There was no more time for talk as Airman Guyton stepped into the ring. He looked confident, calm and collected ... ready to tear his opponent to pieces. From the onset, he owned "violence of action," one major rule of close quarters combat. He charged at his opponent and landed a quick left jab followed by two hard right hooks, rattling the fighter. Airman Guyton kept striking.

His right arm resembled a jackhammer as he repeatedly pounded into his opponent's face. The battle was stopped by the referee in less than 15 seconds; His opponent lay bleeding and unconscious for more than three minutes. Air Force medical technicians were immediately on hand to assist, prep and transport the fallen fighter to the Rapid City Regional Hospital Emergency Room.

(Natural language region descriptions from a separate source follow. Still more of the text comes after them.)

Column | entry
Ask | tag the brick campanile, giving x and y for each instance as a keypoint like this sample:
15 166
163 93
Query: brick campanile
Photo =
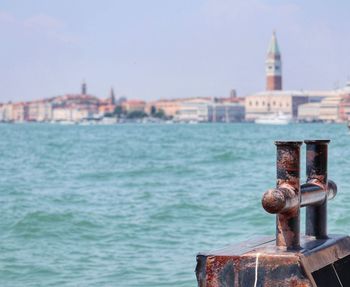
273 66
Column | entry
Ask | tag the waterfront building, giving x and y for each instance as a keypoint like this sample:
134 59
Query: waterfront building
20 112
75 107
226 112
6 112
134 106
273 66
108 105
329 109
274 100
169 107
195 110
269 102
39 111
309 112
209 110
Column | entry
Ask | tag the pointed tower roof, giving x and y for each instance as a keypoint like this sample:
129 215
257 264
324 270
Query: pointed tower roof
273 47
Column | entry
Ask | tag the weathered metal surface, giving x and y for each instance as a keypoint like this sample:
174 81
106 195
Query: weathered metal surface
270 266
281 200
316 171
288 179
316 259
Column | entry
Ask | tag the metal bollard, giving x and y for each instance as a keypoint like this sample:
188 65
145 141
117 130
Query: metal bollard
316 171
289 196
314 260
285 199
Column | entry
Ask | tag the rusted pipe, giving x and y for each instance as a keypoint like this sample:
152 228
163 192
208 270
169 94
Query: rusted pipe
315 194
280 200
316 172
288 183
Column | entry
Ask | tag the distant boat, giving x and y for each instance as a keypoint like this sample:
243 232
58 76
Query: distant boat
274 119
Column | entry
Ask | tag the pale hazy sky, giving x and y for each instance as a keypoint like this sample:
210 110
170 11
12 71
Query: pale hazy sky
151 49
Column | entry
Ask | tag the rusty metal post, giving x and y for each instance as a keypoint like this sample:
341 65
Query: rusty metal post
288 180
316 171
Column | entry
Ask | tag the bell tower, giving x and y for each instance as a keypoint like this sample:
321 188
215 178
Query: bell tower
273 66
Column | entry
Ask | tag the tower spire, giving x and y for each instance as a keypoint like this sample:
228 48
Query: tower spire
83 88
273 65
112 97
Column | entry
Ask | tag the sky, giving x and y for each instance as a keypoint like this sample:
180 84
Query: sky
159 49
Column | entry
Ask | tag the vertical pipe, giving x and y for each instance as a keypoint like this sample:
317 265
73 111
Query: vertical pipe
288 174
316 172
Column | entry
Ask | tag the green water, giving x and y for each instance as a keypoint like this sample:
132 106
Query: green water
131 205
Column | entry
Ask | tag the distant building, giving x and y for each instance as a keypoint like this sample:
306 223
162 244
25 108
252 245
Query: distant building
6 112
309 112
195 110
75 107
39 111
20 112
169 107
134 105
226 112
208 110
268 102
273 66
108 105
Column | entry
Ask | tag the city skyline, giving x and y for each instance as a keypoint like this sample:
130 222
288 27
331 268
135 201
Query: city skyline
157 50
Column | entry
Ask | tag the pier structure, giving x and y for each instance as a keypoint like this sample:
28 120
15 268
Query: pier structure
316 259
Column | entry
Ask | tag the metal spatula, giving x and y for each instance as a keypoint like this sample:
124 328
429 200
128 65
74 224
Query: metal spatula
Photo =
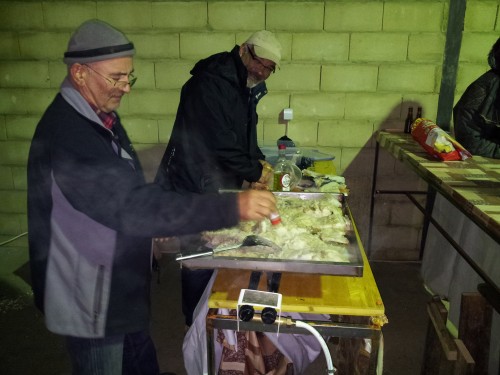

Airman Guyton's first fight was a win by knockout.

"This is awesome," exclaimed Airman Morgan. "I would go to every fight if they offered them here."

Airman Morgan's wife, Katie Morgan, didn't share the same sentiments. "This is my first time watching a fight like this," she said. "I don't like watching this fighting and I don't understand it. I'm just here to support Airman Guyton."

While some loved and others hated the experience of Ring Wars, the event was a success. More than 700 fans packed the Bellamy Fitness Center.

"We were looking for an event for Airmen and we went outside the gate to find something popular," said Rick Ives, Bellamy Fitness Center director. "We're testing this for Airmen. If it's a success, we'll do more."